Niestety przegraliśmy ten mecz. Sam punkt bonusowy cieszy nas. Mamy teraz kolejny mecz u siebie z Unią Leszno. Na pewno będzie to dla nas ważny mecz, jak każdy inny, ale dużo nam powie. Mam nadzieję, że wszystko się poukłada po naszej myśli — komentuje Piotr Pawlicki.

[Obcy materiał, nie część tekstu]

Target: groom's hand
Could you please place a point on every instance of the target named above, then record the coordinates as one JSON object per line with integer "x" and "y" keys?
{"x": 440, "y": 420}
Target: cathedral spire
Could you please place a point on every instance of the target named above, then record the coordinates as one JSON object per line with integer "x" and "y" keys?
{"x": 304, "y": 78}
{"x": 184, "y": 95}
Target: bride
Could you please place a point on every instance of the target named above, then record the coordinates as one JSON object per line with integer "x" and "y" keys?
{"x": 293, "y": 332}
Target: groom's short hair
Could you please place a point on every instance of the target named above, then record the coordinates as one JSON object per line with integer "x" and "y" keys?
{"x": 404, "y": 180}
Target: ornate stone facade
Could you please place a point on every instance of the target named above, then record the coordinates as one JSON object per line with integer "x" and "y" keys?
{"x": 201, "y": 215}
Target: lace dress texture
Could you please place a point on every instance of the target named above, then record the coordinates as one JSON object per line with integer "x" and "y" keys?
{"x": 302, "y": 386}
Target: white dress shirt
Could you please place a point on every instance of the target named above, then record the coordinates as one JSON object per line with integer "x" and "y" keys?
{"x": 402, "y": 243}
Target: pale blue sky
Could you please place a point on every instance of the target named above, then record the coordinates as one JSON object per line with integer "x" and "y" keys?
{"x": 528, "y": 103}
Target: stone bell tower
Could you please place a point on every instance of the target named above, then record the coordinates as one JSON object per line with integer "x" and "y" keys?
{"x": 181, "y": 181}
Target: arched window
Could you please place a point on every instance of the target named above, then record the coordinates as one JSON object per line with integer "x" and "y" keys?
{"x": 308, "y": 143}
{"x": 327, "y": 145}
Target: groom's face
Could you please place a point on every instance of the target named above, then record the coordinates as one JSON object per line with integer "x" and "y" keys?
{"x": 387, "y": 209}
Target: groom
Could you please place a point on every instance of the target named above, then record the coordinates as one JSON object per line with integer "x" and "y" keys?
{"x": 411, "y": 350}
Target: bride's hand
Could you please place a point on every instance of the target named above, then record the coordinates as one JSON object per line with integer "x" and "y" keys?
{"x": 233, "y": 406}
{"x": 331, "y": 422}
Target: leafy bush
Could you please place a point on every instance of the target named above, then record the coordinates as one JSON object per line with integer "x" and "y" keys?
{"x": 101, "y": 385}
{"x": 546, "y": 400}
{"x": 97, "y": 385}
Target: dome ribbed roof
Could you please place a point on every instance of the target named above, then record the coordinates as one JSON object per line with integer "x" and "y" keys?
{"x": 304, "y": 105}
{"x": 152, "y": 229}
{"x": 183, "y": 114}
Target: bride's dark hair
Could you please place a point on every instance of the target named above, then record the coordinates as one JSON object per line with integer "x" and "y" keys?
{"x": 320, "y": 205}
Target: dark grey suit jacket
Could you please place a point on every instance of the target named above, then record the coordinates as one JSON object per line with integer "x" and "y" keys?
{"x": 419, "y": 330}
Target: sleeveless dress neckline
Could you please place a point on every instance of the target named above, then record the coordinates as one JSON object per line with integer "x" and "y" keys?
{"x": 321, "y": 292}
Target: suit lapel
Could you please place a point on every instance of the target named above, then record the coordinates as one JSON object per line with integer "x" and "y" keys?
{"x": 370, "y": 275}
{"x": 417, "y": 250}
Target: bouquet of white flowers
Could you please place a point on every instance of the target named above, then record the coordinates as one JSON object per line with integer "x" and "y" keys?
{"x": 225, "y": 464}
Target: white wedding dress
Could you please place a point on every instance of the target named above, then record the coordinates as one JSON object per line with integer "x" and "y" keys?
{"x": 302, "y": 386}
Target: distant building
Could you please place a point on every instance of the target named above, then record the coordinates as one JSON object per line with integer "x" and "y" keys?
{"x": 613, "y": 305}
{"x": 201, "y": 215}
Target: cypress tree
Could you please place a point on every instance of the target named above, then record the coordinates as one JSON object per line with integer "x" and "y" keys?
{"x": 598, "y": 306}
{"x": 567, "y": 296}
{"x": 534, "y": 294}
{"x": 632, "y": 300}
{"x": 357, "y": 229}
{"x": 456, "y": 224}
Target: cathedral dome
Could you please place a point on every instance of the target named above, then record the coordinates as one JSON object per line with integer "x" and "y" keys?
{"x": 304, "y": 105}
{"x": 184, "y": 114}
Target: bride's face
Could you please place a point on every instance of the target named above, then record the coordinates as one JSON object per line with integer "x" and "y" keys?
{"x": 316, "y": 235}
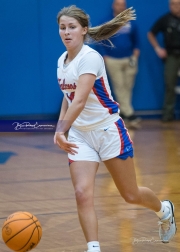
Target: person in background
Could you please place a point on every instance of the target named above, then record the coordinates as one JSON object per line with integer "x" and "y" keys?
{"x": 121, "y": 62}
{"x": 169, "y": 26}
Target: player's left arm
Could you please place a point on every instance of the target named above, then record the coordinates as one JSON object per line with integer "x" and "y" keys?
{"x": 85, "y": 84}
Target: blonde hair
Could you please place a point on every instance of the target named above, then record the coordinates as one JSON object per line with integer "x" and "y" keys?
{"x": 101, "y": 32}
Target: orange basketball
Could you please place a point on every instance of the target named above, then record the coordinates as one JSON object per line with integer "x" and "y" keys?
{"x": 21, "y": 231}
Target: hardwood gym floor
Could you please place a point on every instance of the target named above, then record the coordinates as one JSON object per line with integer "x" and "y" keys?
{"x": 34, "y": 177}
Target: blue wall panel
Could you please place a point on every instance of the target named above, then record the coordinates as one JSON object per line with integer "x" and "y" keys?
{"x": 30, "y": 47}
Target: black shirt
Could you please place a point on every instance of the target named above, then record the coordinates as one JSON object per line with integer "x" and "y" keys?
{"x": 169, "y": 25}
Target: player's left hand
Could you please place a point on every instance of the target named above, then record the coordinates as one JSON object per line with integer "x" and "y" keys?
{"x": 61, "y": 141}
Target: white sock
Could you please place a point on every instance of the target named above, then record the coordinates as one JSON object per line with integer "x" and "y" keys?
{"x": 93, "y": 246}
{"x": 164, "y": 212}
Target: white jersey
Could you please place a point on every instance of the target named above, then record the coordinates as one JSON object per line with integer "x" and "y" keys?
{"x": 100, "y": 108}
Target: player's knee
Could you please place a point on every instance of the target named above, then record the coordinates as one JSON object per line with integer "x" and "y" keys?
{"x": 132, "y": 198}
{"x": 82, "y": 196}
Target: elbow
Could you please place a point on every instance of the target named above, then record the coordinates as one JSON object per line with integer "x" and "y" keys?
{"x": 79, "y": 103}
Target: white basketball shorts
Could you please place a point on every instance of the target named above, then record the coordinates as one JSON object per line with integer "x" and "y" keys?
{"x": 101, "y": 144}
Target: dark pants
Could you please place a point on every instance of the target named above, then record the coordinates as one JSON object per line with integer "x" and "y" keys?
{"x": 172, "y": 64}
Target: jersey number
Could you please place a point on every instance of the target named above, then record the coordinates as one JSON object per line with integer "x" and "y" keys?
{"x": 71, "y": 96}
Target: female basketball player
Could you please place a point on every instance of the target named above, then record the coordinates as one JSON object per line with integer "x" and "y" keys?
{"x": 96, "y": 132}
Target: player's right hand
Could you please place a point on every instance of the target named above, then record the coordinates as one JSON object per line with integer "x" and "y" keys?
{"x": 61, "y": 141}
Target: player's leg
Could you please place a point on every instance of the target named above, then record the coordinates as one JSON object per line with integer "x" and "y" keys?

Słaby początek spotkania zanotował młodszy z braci Pawlickich — Piotr, który rozpoczął od zerówki i wykluczenia. Później jednak było już zdecydowanie lepiej, co finalnie dało Polakowi dziesięć oczek w spotkania i co najważniejsze zwycięstwo w 14. gonitwie, które jak się później okazało, w dużej mierze przyczyniło się do zgarnięcia punktu bonusowego. Warto przypomnieć, że duet braci przywiózł w stosunku 5:1 Lidseya i Tarasenko, przez co zielonogórzanie przegrywali już tylko dwoma punktami.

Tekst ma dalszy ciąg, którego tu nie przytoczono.